Check a positive number is a palindrome or not.
A palindrome number is that if you reverse the whole number you will get exactly the same number.

Notice
It’s guaranteed the input number is a 32-bit integer, but after reversion, the number may exceed the 32-bit integer.

Example
11, 121, 1, 12321 are palindrome numbers.
23, 32, 1232 are not palindrome numbers.

On Leetcode, it requires doing it without extra space.

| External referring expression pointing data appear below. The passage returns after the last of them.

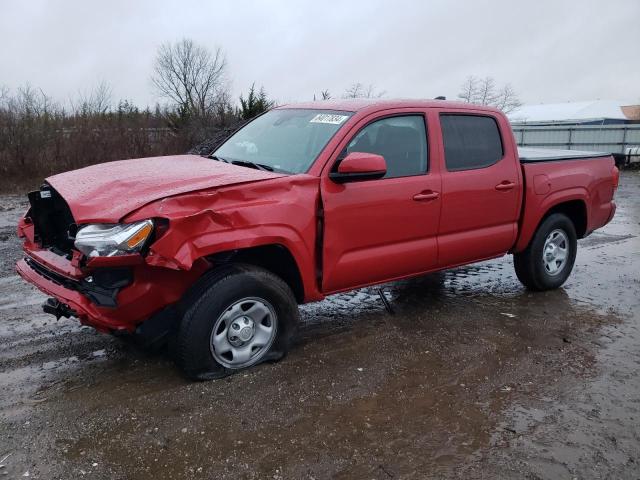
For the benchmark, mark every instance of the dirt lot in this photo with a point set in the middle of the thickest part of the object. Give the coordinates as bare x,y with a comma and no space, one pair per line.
473,377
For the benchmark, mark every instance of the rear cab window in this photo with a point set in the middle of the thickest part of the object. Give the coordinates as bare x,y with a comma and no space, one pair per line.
470,141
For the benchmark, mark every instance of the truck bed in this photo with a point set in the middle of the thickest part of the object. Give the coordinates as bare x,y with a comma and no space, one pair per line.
530,155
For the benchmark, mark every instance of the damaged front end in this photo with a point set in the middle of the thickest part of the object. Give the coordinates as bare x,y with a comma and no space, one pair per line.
95,272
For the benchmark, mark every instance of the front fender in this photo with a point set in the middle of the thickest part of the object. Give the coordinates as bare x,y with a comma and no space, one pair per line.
280,211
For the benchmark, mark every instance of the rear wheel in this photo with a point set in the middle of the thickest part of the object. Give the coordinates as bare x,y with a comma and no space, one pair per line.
548,260
243,316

Determine whether an integer is a palindrome. Do this without extra space.

Some hints:
Could negative integers be palindromes? (ie, -1)
If you are thinking of converting the integer to string, note the restriction of using extra space.
You could also try reversing an integer. However, if you have solved the problem “Reverse Integer”, you know that the reversed integer might overflow. How would you handle such case?
There is a more generic way of solving this problem.

## Thinking

• Resverse number and compare them (Math)
• Convert number to string and compare first half part with last half part (Greed)

## Review

• Find the divider for numbers at begin, then compare begin and end numbers.
• Each loop will remove begin number and end number ((x % div) / 10). (x % div) removes the first number, and divided by 10 remove the last number.

## Solution

#### Java (in place, leetcode passed)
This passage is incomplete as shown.